Choosing the best chicken
I used free range, antibiotic free, raw chicken breasts for this recipe.
Like I've said many times before, it's important to choose chicken that's "free of antibiotics" and "free range" or simply "organic." Organic chicken is always free-range (meaning the chickens had access to the outdoors for at least part of the day) and free of antibiotics. From a health standpoint, choosing antibiotic free means the birds were not given routine antibiotics (necessary in diseased, unsanitary conditions). And, having access to the outdoors is just humane!
Layering the ingredients
You are going to want to add your onion and garlic to the slow cooker first, followed by your soaked and rinsed beans, then the raw chicken breasts, then your chicken bone broth, canned green chilies, fresh lime and spices. You could also add several cups of canned or frozen corn but I didn't.
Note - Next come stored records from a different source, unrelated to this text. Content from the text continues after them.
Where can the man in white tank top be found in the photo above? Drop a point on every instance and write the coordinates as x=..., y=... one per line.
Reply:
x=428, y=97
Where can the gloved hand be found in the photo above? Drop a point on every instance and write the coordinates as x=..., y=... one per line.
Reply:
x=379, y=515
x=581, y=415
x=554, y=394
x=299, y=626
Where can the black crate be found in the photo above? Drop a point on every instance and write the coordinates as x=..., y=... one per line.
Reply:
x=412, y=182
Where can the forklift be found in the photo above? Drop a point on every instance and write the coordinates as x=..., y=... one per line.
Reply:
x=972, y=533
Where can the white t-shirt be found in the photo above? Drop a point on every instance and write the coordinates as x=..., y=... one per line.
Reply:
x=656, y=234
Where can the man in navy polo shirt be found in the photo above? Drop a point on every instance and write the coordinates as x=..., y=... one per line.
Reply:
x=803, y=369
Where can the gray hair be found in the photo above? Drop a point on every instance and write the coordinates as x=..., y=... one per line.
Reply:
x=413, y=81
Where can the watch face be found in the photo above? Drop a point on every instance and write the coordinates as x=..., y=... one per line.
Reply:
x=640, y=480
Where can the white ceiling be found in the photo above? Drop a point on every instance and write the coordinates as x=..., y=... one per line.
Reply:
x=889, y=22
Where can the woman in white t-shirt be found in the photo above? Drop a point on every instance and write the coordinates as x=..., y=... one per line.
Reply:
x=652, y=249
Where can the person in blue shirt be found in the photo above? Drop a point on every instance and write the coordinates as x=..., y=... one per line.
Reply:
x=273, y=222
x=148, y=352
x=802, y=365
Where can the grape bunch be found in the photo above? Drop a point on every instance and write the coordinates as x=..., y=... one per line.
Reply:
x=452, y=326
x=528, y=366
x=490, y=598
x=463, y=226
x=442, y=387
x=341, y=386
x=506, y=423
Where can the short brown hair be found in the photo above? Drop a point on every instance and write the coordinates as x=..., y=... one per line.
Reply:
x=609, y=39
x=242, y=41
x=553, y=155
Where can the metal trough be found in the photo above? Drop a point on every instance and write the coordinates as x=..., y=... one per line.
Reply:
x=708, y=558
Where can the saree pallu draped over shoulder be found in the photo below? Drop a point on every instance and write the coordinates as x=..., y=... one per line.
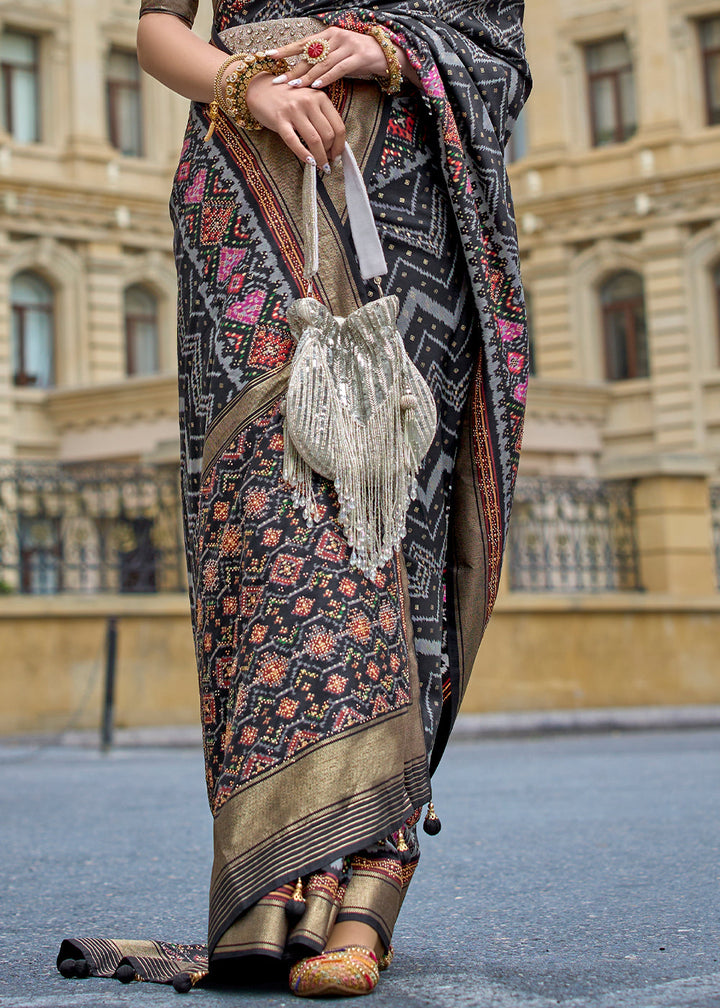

Stir the spices in a little, then cover and cook for 8-10 hours on LOW or 4-5 hours on HIGH. If you're going to use the LOW setting which does not boil the beans, it would be best to soak overnight to reduce the lectin content.
Once the chicken shreds easily with a fork and the beans are tender, it's done!
For toppings, I like organic tortilla chips, nonfat plain Greek yogurt (very low in lactose), fresh cilantro or green onion, and more fresh lime juice.
You really shouldn't skip the toppings because that's what makes it sooo good.
For creamer white chili
For creamier white chili, you have a few options:
Option 1: Take a couple cups of beans and broth out and blend them, then add back to the pot.
Option 2: Add a slurry of one-quarter cup of gluten-free flour and one cup of milk (can use dairy free) to the pot towards the end of cooking time.
Option 3: Use half milk, half chicken broth (two cups of each) instead of all chicken broth.
Option 4: Add one cup of reduced fat cream cheese (can use dairy-free) to the pot.
Of all of these, I like the blender option because it doesn't require any more ingredients and doesn't add to the macros.